Yet Another Strong and Stable U-Turn
Glen Newey
That didn't last long, even by the standards of Theresa May promises. Less than four days after the launch of the Tory manifesto, with much fanfare about fairness and a Britain that works for all, May has pulled the plug on her pledge to pay for old people's care bills by forcing their heirs to sell their homes. Canvassers' feedback from the election stump indicated that the 'dementia tax' was not playing well in the shires. What was 'sensible' last Thursday is today a vote-losing raid on the nation's nest eggs.
After the manifesto launch, members of May's backing group in the press were quick to sing her praises. 'We wanted a politics of audacity. May's manifesto delivers it,' oiled Matthew d'Ancona in the Guardian. Whether this chutzpah comports happily with strength and stability is a question we no longer need to ask. The policy's gone the way of other policies brought in with a tootle on the bugle, such as German-style 'co-determination', with workers on company boards, the energy bill price cap branded 'Marxist' when Ed Miliband proposed it before the last election, the National Insurance hike for self-employed workers in the March budget, and no election till 2020. May's conviction this time last year that Brexit would plunge the UK's economic future into mortal peril belongs to the mists of prehistory.
The old policy from last Thursday converted the ceiling on state-funded social care from £23,000 to a floor of £100,000 before costs are recovered. But it extended eligible costs to include domiciliary as well as residential care, and the stand-out clause about liquidating people's homes to pay the care bill after they die has put the wind up Tory planners. It's said that the policy was brought in behind the backs of some cabinet ministers, and is another initiative by Nick Timothy, May's joint chief of staff. Critics pointed out that the policy threatened to impose a hierarchy of ailments between Alzheimer's sufferers who lived at home and hospital cancer patients. May has now decided that the edifice requires a ceiling as well as a floor, though she hasn't yet said how high this will be. Despite Jeremy Hunt's claims on the Today programme this morning, no cap on costs was mentioned in the manifesto, which rejected the one proposed by the Dilnot report.
George Osborne, for the Continuity Cameroons, has been gunning for May from his new emplacement at the Standard. This may be due in part to principled pique at having been garrotted by his old cabinet colleague when she took over last July, though he may also have a personal grievance at the policy's attack on inherited wealth – he has his family's wallpaper loot to consider. Perhaps he was miffed that the manifesto euthanased one of his brain-children, the pension triple lock. At any rate, he wasted no time tweeting about the cave-in when it was announced.
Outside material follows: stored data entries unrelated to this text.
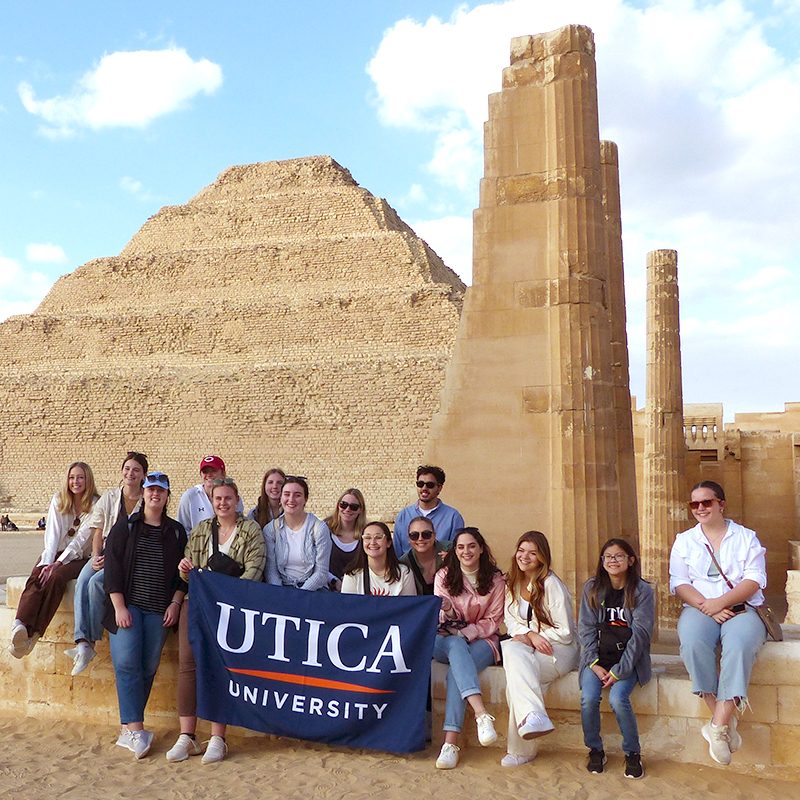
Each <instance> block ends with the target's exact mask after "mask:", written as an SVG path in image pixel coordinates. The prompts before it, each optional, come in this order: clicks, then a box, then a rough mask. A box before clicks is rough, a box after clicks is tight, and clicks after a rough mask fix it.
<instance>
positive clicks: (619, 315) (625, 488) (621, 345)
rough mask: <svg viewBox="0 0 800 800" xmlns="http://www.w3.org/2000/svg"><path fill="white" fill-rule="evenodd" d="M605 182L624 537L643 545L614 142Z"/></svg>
mask: <svg viewBox="0 0 800 800" xmlns="http://www.w3.org/2000/svg"><path fill="white" fill-rule="evenodd" d="M600 162H601V165H602V166H601V169H602V178H603V210H604V212H605V221H606V253H607V254H608V280H607V284H606V286H607V303H608V311H609V316H610V319H611V378H612V391H613V396H614V434H615V436H616V451H617V456H616V457H617V474H618V479H619V503H620V508H619V519H620V535H621V536H622V538H623V539H627V540H628V541H630V542H632V543H633V544H634V545H635V546H636V547H638V545H639V505H638V500H637V492H636V464H635V462H634V455H633V417H632V414H631V387H630V370H629V368H628V332H627V329H626V321H627V320H626V313H625V271H624V267H623V260H622V213H621V210H620V200H619V155H618V152H617V145H616V144H615V143H614V142H600Z"/></svg>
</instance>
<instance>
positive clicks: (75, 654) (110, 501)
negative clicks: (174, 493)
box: [64, 452, 149, 677]
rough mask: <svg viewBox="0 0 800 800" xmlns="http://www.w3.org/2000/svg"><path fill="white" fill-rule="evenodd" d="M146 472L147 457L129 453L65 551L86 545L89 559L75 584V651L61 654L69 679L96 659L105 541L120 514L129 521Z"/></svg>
mask: <svg viewBox="0 0 800 800" xmlns="http://www.w3.org/2000/svg"><path fill="white" fill-rule="evenodd" d="M148 470H149V467H148V464H147V456H145V455H144V454H143V453H135V452H129V453H128V454H127V455H126V456H125V459H124V460H123V462H122V476H121V478H122V480H121V482H120V485H119V486H118V487H117V488H115V489H109V490H108V491H107V492H104V493H103V496H102V497H101V498H100V499H99V500H98V501H97V502H96V503H95V505H94V508H93V509H92V513H91V514H90V515H89V519H88V521H87V523H86V525H84V526H83V527H82V528H81V530H80V532H79V533H78V535H77V536H76V537H75V538H74V539H73V540H72V542H71V543H70V544H69V545H68V549H70V550H74V551H75V552H76V553H78V552H80V551H81V550H82V549H83V547H84V546H85V545H86V544H87V542H88V543H89V544H90V545H91V553H92V557H91V558H90V559H89V562H88V563H87V564H86V565H85V566H84V568H83V569H82V570H81V574H80V575H78V580H77V581H76V582H75V602H74V609H75V647H72V648H70V649H69V650H65V651H64V655H66V656H68V657H69V658H71V659H72V660H73V667H72V675H73V677H74V676H76V675H80V674H81V673H82V672H83V671H84V670H85V669H86V667H88V666H89V662H90V661H91V660H92V659H93V658H94V657H95V656H96V655H97V652H96V651H95V649H94V643H95V642H97V641H99V640H100V639H101V638H102V636H103V614H104V612H105V607H106V590H105V585H104V581H105V578H104V573H103V563H104V559H105V557H104V555H103V552H104V550H105V545H106V539H107V538H108V534H109V533H110V532H111V528H112V527H113V526H114V523H115V522H116V521H117V518H118V517H119V516H120V514H122V513H123V509H124V513H125V514H126V516H127V517H128V518H129V519H130V517H131V516H132V515H133V514H134V513H135V512H137V511H139V510H140V508H141V505H142V484H143V483H144V478H145V475H147V472H148Z"/></svg>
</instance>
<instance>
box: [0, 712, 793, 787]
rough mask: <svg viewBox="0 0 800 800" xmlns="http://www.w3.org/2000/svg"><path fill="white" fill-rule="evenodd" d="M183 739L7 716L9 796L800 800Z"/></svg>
mask: <svg viewBox="0 0 800 800" xmlns="http://www.w3.org/2000/svg"><path fill="white" fill-rule="evenodd" d="M176 735H177V730H169V731H165V730H161V731H158V733H157V736H156V739H155V741H154V743H153V748H152V750H151V752H150V755H149V756H148V757H147V758H145V759H143V760H141V761H135V760H134V758H133V755H132V753H130V752H129V751H127V750H123V749H122V748H120V747H116V746H115V745H114V742H115V740H116V731H115V730H112V729H109V728H107V727H99V726H92V725H60V724H56V723H55V721H54V720H33V719H9V718H0V741H2V744H3V747H2V751H1V752H0V797H11V796H12V792H20V795H19V796H24V797H26V798H27V799H28V800H39V798H51V797H52V798H56V797H57V798H64V800H71V798H76V800H77V798H80V800H87V799H89V800H94V798H103V799H104V800H105V799H106V798H108V800H114V798H138V799H139V800H142V798H154V800H155V798H157V799H158V800H179V799H180V800H186V799H187V798H191V800H195V798H212V799H213V798H222V797H225V798H230V800H238V798H242V799H244V798H253V797H264V798H271V797H275V798H278V797H281V798H300V797H302V798H309V799H311V798H325V800H335V799H336V798H345V797H346V798H348V800H359V798H374V797H378V798H381V799H382V800H395V798H396V799H398V800H399V799H400V798H414V800H425V798H433V797H436V798H439V800H449V799H450V798H471V799H473V800H478V799H479V798H480V800H483V798H490V797H498V798H506V797H519V798H539V797H542V798H551V797H552V798H555V797H557V798H559V800H606V799H607V798H609V797H613V798H615V800H626V799H627V798H655V797H658V798H659V800H687V799H688V798H690V799H695V798H724V800H739V798H741V799H742V800H745V799H746V800H751V798H758V800H789V798H796V797H798V796H800V784H799V783H798V781H800V770H795V771H793V772H791V773H790V772H782V773H778V772H772V771H770V770H765V771H763V772H762V773H755V774H753V775H742V774H737V773H734V772H730V771H726V770H725V769H724V768H722V767H717V766H713V765H709V766H708V767H701V766H696V765H691V764H678V763H673V762H667V761H648V760H645V768H646V771H647V774H646V775H645V777H644V779H642V780H639V781H633V780H629V779H626V778H624V777H623V776H622V767H623V764H622V760H621V758H620V757H619V756H615V755H613V754H609V763H608V765H607V767H606V770H607V771H606V773H604V774H603V775H591V774H590V773H588V772H587V771H586V768H585V766H584V764H585V758H584V756H583V754H582V753H575V752H570V753H558V754H555V753H542V754H541V755H540V756H539V757H538V758H537V759H536V761H534V762H533V763H532V764H528V765H525V766H522V767H518V768H515V769H504V768H502V767H501V766H500V764H499V760H500V757H501V756H502V751H500V750H499V749H497V748H480V747H470V748H468V749H466V750H465V751H462V763H461V764H460V765H459V766H458V768H457V769H455V770H452V771H450V772H442V771H438V770H436V769H435V768H434V760H435V752H434V749H433V747H429V748H428V750H427V751H426V752H424V753H417V754H413V755H409V756H395V755H388V754H385V753H376V752H373V751H369V750H350V749H345V748H337V747H327V746H324V745H316V744H309V743H303V742H296V741H291V740H286V739H277V738H272V737H266V736H247V737H244V736H241V735H237V736H234V737H232V739H231V751H230V754H229V758H228V759H227V760H225V761H224V762H222V763H220V764H213V765H208V766H203V765H202V764H201V763H200V759H199V758H191V759H189V760H188V761H186V762H184V763H182V764H170V763H168V762H167V761H166V760H165V758H164V754H165V753H166V751H167V749H168V748H169V747H170V746H171V744H172V743H173V741H174V739H175V736H176Z"/></svg>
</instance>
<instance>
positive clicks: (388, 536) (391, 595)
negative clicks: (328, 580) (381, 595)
mask: <svg viewBox="0 0 800 800" xmlns="http://www.w3.org/2000/svg"><path fill="white" fill-rule="evenodd" d="M416 593H417V592H416V589H415V588H414V579H413V578H412V577H411V570H410V569H409V568H408V567H407V566H405V565H404V564H401V563H400V562H399V561H398V560H397V555H396V553H395V552H394V547H393V546H392V534H391V532H390V531H389V528H388V526H387V525H386V524H385V523H383V522H370V523H369V524H368V525H367V526H366V527H365V528H364V532H363V533H362V534H361V547H359V548H358V552H357V553H356V557H355V559H353V561H352V562H351V563H350V566H349V567H348V568H347V571H346V572H345V576H344V580H343V581H342V594H371V595H383V596H386V597H399V596H400V595H411V596H414V595H416Z"/></svg>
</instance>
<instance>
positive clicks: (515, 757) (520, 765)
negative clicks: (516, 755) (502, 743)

Tory planners will have been rattled by a poll over the weekend suggesting that the Conservative lead over Labour has narrowed – though it's still estimated at between 9 and 13 points. Enough feathers were ruffled at Central Office for the party to buy Google advertising so that people who searched for 'dementia tax' would be pointed towards a Tory page on ‘The so-called “dementia tax” – Get the real facts.’ It has now been taken down; apparently the real facts weren't enough.
May has pulled off yet another strong and stable U-turn. One of its effects is to keep social care, rather than Brexit, dominating the news cycle. This doesn’t help the Tories. The Economist’s nickname for the prime minister, Theresa Maybe, may be about to stick. The other two main elements of the manifesto's triple whammy against the elderly – imposing means-testing for the winter fuel allowance and downgrading the pension guarantee to a double lock – remain in place. For now.
Comments
There are many apposite nicknames, Theresa Me and Theresa Maybe are excellent; but in my mind, she is just Mediocre.
It was, very briefly, touted as a sign of her bravery and some compensation for the elective dictatorship she will soon assume. It turns out just to have been carelessness. God help us all.
The targeted lowering of elite taxes (capital gains, corporation, inheritance) is one of many examples of this US influenced iteration of the Tory party's extreme ideology.
Due to economic policies that has left people relying on inherited wealth for security and a media that created a false impression of the financial position of the median UK population any proposed increase in inheritance tax is political suicide.
The fact that media are not drawing parallels between the Tories recently lifting the inheritance tax exception to £1 million for couples then proposing this punitive and regressive care system immediately afterwards shows how far we are more balanced coverage.